As noted above, antidepressants don’t work right away. In someone with mild depression, the effects of the medication may be felt faster. More severe depression can take longer to respond. It could be that you don’t improve even after you take an antidepressant for a few weeks. Don’t let this dishearten you. And don’t stop taking your medicine without consulting your doctor. Just because one medicine didn’t work doesn’t mean your depression is not treatable. It requires patience. Some people may need to change to another medicine because of intolerable side effects from a specific drug.
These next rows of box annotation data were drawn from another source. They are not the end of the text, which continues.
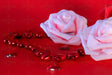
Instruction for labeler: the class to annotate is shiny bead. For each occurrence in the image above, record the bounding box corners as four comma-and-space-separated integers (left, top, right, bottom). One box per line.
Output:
59, 46, 70, 50
24, 32, 33, 39
5, 53, 17, 58
35, 33, 43, 38
46, 64, 60, 71
41, 55, 51, 61
4, 40, 8, 43
78, 49, 85, 56
12, 42, 16, 46
53, 56, 61, 62
31, 48, 37, 51
17, 43, 24, 48
41, 51, 51, 60
12, 33, 22, 39
28, 45, 32, 49
33, 50, 43, 56
71, 53, 79, 60
57, 55, 66, 60
8, 41, 12, 45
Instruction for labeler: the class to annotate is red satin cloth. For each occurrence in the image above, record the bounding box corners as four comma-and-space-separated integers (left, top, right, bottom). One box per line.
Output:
0, 0, 112, 75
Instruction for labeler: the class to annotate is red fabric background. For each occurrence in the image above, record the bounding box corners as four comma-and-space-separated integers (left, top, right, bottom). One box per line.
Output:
0, 0, 112, 75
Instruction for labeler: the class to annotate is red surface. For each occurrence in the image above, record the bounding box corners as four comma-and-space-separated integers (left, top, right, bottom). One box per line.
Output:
0, 0, 112, 75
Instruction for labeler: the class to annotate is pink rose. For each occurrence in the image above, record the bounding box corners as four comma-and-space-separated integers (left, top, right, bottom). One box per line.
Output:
80, 17, 112, 61
40, 10, 87, 45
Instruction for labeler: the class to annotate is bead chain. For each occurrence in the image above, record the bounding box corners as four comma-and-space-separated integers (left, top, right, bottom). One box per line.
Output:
4, 32, 85, 62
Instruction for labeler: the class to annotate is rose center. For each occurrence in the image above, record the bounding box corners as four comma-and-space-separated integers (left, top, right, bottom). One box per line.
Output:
62, 14, 71, 23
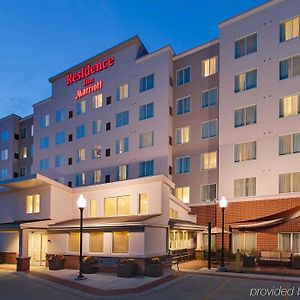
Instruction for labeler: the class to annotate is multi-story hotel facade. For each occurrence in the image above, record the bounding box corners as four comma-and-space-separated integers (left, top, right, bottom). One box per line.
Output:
0, 0, 300, 267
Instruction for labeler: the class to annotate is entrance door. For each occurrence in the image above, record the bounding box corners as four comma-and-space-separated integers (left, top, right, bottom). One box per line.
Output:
28, 232, 47, 266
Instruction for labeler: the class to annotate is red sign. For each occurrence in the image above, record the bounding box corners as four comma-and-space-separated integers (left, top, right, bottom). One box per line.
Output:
66, 57, 115, 85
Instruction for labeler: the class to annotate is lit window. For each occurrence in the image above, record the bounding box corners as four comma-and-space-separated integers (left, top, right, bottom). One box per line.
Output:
26, 194, 40, 214
175, 186, 190, 203
280, 16, 300, 42
139, 131, 154, 149
201, 151, 217, 170
234, 141, 256, 162
93, 94, 102, 109
117, 83, 129, 100
176, 126, 190, 144
202, 56, 218, 77
234, 69, 257, 93
140, 74, 154, 93
139, 193, 148, 215
90, 232, 104, 252
113, 231, 129, 253
176, 67, 191, 86
234, 177, 256, 198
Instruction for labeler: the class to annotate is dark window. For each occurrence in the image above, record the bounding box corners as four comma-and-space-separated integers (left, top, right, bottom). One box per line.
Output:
106, 96, 111, 105
105, 122, 111, 131
105, 175, 110, 183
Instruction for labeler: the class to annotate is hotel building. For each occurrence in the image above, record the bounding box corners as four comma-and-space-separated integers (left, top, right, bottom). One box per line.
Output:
0, 0, 300, 269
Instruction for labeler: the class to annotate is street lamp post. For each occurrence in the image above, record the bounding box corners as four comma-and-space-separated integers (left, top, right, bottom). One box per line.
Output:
219, 196, 227, 268
75, 195, 86, 280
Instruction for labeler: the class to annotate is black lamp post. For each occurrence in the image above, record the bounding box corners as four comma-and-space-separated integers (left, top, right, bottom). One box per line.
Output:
219, 196, 227, 269
75, 195, 86, 280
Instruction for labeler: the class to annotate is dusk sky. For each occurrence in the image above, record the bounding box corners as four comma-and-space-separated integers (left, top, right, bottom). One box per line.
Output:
0, 0, 267, 118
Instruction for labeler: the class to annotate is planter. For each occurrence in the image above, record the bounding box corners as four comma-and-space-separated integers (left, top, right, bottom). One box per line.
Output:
117, 264, 136, 278
48, 259, 65, 271
81, 263, 98, 274
145, 263, 163, 277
You will need to work with your doctor to figure out what medicine effectively relieves your symptoms without causing side effects.

If you have not experienced relief of depressive symptoms with a particular medicine, your doctor may increase the dose of your medicine, combine it with another medicine, change you to another antidepressant, or recommend starting concurrent psychotherapy or other treatments for depression.

How long does it take to treat depression with medication? 

Antidepressants are not designed to provide only short-term relief from depression symptoms. They also prevent future episodes of depression. An untreated episode of major depression can last for around 6 months and has a high chance of recurrence. For this reason, treatment with antidepressants is usually continued for 6 to 12 months, even after obtaining symptom relief. Depending on the severity of your symptoms, your doctor may continue treatment for 3 years or longer.

It is important not to stop treatment as soon as you start feeling better. There is a high chance that your depressive symptoms will return if you discontinue your medication before your doctor says so. To obtain maximum benefits for your mental health, you should take the medication as prescribed. Discuss coming off the medication with your doctor when you feel ready. Your doctor will gradually reduce the dose of your antidepressant medication. This is to prevent unpleasant withdrawal symptoms that can occur if you stop taking the medication suddenly.

Talk to your doctor about depression treatment

If you have depression symptoms, it is important to be medically reviewed and treated. Taking an antidepressant could be critical for your mental health. You should follow your doctor’s advice, diagnosis, or treatment for depression. As noted, it may take 4-6 weeks for antidepressants to start working. Complete benefit can take 2-3 months. If you don’t get relief with the first drug you try, you may find that switching to another type of antidepressant does the trick.

Keep in mind also that antidepressant medications work best when used in combination with psychotherapy. With a multi-pronged treatment plan in place, your depressive symptoms have a very good chance of improving.